Corría por entre piedras, hoyos y deformaciones del terreno.
Soportaba la llama de una vela por espacio de una treintena de minutos, sin sufrir daño alguno.
Mantenía abiertos los ojos, sin pestañar y sin que estos lacrimaran.
Aumentaba de peso corporal y a veces, sangraba profundamente.
Así eran los éxtasis que vivía Miguel Angel Poblete en las alturas de Peñablanca.
El muchacho, yendo de camino o estando de pie, repentinamente, percibía algún signo de luz, escuchaba , sentía algo que lo hacía levantar el rostro y mirar hacia el cielo. Frecuentemente caía de golpe, arrodillado. Serio o sonriente, cambiaba su rostro. Saludaba, oraba y hablaba. Transmitía un mensaje.
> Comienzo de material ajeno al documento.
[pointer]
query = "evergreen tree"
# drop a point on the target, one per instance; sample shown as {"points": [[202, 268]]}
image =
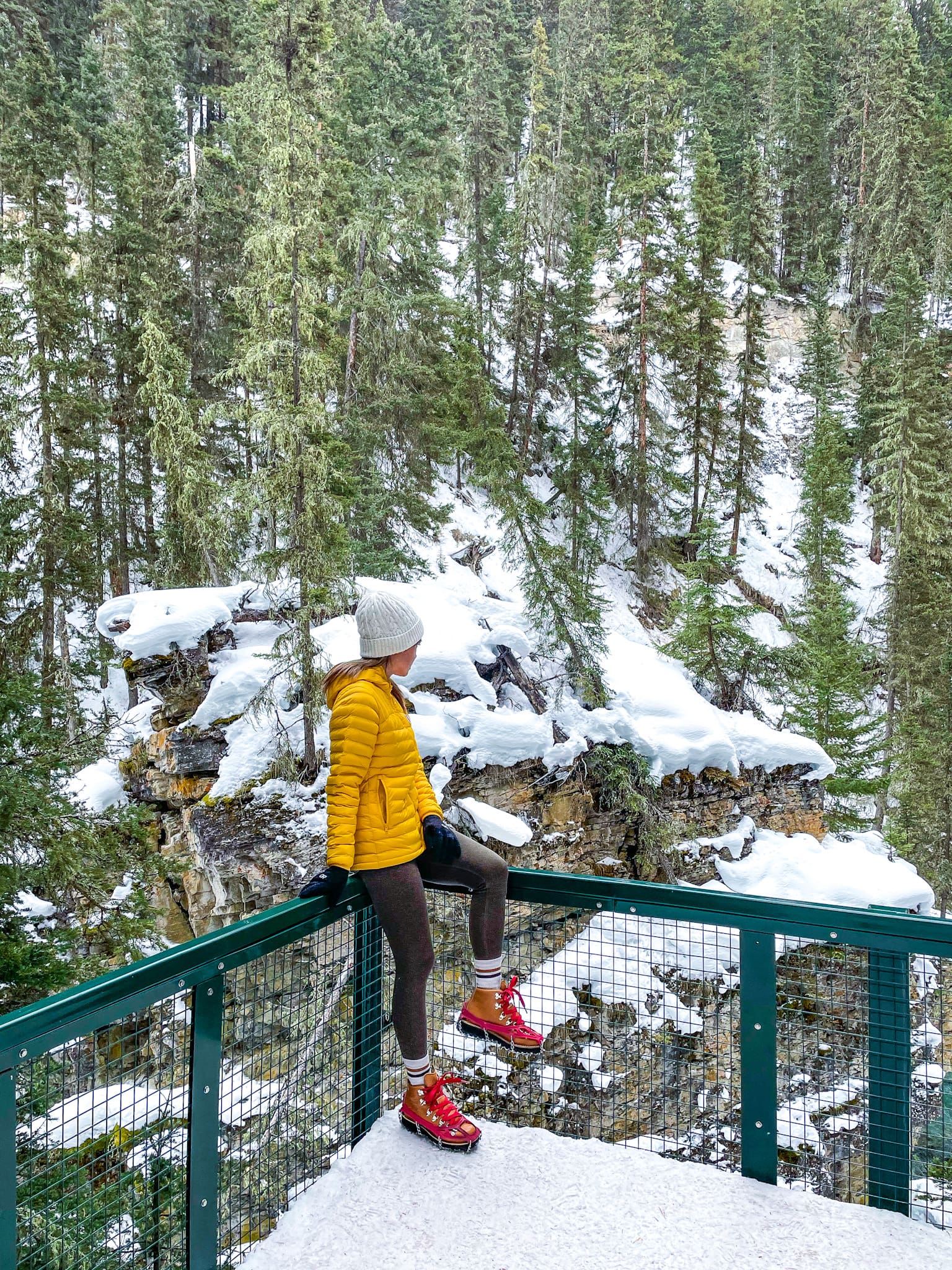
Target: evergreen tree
{"points": [[36, 146], [580, 459], [707, 352], [906, 406], [394, 134], [489, 109], [891, 213], [291, 353], [646, 95], [831, 685], [754, 254], [712, 633]]}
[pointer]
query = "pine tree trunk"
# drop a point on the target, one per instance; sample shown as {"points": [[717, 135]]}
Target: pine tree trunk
{"points": [[478, 269], [696, 455], [307, 686], [148, 505], [48, 544], [351, 371], [743, 422], [69, 691], [643, 535]]}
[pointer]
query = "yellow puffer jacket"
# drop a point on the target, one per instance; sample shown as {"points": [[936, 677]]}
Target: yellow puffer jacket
{"points": [[377, 790]]}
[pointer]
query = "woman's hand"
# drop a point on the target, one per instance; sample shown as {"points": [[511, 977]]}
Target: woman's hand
{"points": [[439, 840], [329, 882]]}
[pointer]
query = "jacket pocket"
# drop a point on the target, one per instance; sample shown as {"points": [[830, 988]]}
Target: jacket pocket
{"points": [[384, 802], [394, 801]]}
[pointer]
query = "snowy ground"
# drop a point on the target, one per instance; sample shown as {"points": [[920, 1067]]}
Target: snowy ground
{"points": [[526, 1199]]}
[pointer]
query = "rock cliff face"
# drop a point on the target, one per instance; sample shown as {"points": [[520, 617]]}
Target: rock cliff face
{"points": [[225, 859]]}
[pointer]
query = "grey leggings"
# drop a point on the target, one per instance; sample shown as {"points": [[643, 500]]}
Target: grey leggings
{"points": [[402, 907]]}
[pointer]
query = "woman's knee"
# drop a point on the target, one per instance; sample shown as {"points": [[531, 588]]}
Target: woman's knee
{"points": [[496, 874], [416, 966]]}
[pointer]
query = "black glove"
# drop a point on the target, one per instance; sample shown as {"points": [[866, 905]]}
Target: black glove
{"points": [[329, 882], [439, 840]]}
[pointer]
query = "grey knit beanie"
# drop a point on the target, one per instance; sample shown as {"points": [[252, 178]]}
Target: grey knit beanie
{"points": [[386, 625]]}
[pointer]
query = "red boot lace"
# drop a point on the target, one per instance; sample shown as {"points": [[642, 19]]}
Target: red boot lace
{"points": [[436, 1099], [507, 1003]]}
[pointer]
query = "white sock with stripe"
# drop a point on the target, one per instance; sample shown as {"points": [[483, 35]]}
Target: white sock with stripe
{"points": [[489, 972], [416, 1068]]}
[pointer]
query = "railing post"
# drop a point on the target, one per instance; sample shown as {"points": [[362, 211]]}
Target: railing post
{"points": [[890, 1077], [758, 1057], [8, 1169], [207, 1009], [368, 1023]]}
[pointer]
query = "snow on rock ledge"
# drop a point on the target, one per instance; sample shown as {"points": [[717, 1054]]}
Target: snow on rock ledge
{"points": [[653, 704], [855, 870]]}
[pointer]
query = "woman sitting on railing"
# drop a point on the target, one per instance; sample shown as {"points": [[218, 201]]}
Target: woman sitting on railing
{"points": [[384, 822]]}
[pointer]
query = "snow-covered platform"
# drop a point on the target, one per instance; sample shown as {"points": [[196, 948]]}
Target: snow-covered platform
{"points": [[527, 1199]]}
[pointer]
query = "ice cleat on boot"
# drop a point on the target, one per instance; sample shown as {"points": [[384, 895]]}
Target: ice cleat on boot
{"points": [[498, 1020], [430, 1112]]}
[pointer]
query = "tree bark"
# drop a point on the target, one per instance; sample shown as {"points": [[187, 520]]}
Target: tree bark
{"points": [[351, 370]]}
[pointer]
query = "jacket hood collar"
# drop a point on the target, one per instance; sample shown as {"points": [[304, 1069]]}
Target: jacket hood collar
{"points": [[372, 675]]}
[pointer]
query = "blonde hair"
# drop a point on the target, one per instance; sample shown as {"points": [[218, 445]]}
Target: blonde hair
{"points": [[350, 671]]}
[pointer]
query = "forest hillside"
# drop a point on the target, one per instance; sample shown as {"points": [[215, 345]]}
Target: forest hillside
{"points": [[621, 324]]}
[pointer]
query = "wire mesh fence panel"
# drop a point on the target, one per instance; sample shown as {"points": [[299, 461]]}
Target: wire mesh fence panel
{"points": [[103, 1147], [931, 1105], [646, 1024], [640, 1023], [286, 1080], [823, 1067]]}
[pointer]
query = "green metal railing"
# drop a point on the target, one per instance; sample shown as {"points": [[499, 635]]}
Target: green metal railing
{"points": [[165, 1114]]}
Pedía que los presenten alabaran a Dios, y se dieran el saludo de la paz.
En ciertas oportunidades cambiaba su timbre escuchándosele una voz femenina que habla en primera persona diciendo frases como: Hijitos míos, Yo soy La Inmaculada Concepción… Otras veces se le oía en tono varonil y grave diciendo ¿No saben, hijitos míos, que he muerto por ustedes y estoy con ustedes?
La mayoría de las veces que el muchacho hablaba, daba la impresión de que estaba muy atento y transmitía un dictado, sin apresuramiento.
Frecuentemente se ponía de pie y comenzaba a caminar, siempre en éxtasis. Iba a algún sitio, recorriendo entre la gente. Corría, marcha para atrás siempre mirando al cielo. Jamás tropezaba, mientras si les sucedía a quienes iban a su lado. Se detenía, curvaba la espalda hacia atrás como lo haría un gimnasta . “Eso era imposible, debido a una lesión a la columna sufrida a los 14 años de edad.” dijo un médico ante una consulta periodística.